As I clearly stated in my column, I am aware that there are many different philosophies of how to approach occlusion, all of which have clinical success a significant portion of the time.
As an educator, I face two critical concerns regarding the possible misuse of what I teach. First, if I teach only one method of doing anything and instill in my students that all other approaches are bad, I have created a situation in which anytime a patient presents with that specific problem, the clinician will try to apply the methodology I taught. That may be completely appropriate, but it also may be that other approaches would be equally successful, and more conservative, for a given situation.
An example would be maxillary central incisors that were traumatically lost, leaving a large ridge defect. If I taught students that bridges were bad and implants were good, the student might believe that the treatment plan should include implants, even if it meant multiple surgeries were necessary for bone grafting, soft-tissue grafting and implant placement, while still achieving only a mediocre result because of the severity of the presenting defect. In the same situation, a fixed bridge with pink porcelain might be perfectly successful, much simpler and less expensive and might achieve an even better esthetic result. The point is, the clinician needs to know that both approaches may be successful, and also when and how to use each one.
The second problem I face as an educator is the misuse of what I teach, for the purpose of increased production at the expense of the patient. Every teaching institution, regardless of philosophy, faces this issue. The educator cannot control the ethics of how his or her teachings are applied. A clinician may make the personal decision to present a more complex or expensive treatment plan, using certain principles he or she has been taught to justify the treatment, even when another less complex or costly plan might be equally successful.
I chose the example of measuring from the cementoenamel junctions, or CEJs, of the maxillary central incisors to the CEJs of the mandibular central incisors, because it is discussed by several different occlusal philosophies, not just the one Dr. Bryson mentions. This measurement usually is compared with an average measurement of 18 to 20 millimeters most commonly found in Class I unworn dentitions. If this measurement varies from the average, the challenge becomes interpreting how to apply the information clinically. For example, if the measurement is 14 mm, there could be multiple etiologies.
An example would be a young patient with unrestored and unworn posterior teeth, but worn anterior teeth. The CEJ-to-CEJ measurement may be diminished owing to secondary eruption of the anterior teeth with no alteration of the patients vertical dimension of occlusion. Because the anterior teeth need to be restored, two possible approaches to treatment are
- orthodontic intrusion of the anterior teeth to correct gingival levels, followed by restoration of only the anterior teeth to correct the esthetics and occlusion, leaving the patient at his or her existing vertical dimension;
- clinical crown lengthening to position gingiva and bone at the correct level, followed by restoration of only the anterior teeth to correct the esthetics and occlusion, preserving the patients existing vertical dimension and unrestored posterior teeth.
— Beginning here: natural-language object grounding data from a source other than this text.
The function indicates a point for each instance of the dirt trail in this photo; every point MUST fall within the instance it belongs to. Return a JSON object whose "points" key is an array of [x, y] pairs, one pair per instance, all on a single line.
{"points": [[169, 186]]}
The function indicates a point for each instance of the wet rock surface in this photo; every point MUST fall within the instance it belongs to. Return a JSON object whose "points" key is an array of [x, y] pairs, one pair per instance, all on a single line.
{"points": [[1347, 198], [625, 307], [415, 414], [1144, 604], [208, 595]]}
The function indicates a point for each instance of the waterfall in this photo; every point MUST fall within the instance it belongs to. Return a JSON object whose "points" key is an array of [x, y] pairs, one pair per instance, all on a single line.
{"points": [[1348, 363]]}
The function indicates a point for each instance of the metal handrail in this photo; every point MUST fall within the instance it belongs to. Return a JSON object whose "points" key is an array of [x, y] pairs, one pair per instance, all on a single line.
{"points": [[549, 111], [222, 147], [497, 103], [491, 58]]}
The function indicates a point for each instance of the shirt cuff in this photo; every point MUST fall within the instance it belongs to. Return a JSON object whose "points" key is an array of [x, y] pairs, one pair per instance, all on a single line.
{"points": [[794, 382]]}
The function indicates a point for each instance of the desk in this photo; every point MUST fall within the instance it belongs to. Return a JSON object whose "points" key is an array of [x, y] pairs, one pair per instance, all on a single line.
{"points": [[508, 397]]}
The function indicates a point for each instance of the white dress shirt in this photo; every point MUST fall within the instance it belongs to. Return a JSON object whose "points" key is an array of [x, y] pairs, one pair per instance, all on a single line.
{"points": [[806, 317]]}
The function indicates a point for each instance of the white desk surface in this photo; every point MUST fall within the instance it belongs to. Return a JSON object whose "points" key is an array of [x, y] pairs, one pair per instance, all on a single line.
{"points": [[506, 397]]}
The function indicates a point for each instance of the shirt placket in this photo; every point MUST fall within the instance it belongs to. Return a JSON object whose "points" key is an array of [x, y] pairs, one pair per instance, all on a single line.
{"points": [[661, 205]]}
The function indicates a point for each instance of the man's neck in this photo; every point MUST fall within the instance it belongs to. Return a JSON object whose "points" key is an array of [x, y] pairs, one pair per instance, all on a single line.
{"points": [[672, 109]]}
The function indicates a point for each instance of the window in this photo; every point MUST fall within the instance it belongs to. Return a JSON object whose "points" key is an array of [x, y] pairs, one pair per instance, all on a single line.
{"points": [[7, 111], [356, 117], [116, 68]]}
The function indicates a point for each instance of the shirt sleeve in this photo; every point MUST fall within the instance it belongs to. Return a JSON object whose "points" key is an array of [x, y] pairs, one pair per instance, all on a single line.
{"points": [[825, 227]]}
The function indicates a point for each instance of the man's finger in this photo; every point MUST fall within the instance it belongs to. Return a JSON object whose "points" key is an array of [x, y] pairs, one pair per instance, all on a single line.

For a patient with unworn, unrestored posterior teeth, a practitioner may decide that the diminished CEJ-to-CEJ distance from the worn and over-erupted anterior teeth is evidence that the patient has lost vertical dimension. The danger for this patient is that the practitioner now may use that criterion to justify telling the patient that he or she needs his or her bite opened and the posterior teeth restored.
I am not saying that any teaching institution or occlusal philosophy teaches students to do this. I use the CEJ-to-CEJ issue as one example, not as an indictment of any institution or philosophy that teaches it as part of an occlusal evaluation. However, to pretend that clinicians arent using their occlusal beliefs to justify certain treatment plans ignores what practitioners see being done around the countryand published on a regular basis.
Every occlusal philosophy faces these challenges with elements of what is taught, which is why it is important for clinicians to hear that multiple approaches often can be successful. The treatment approach chosen always has to put the best interests of the patient first.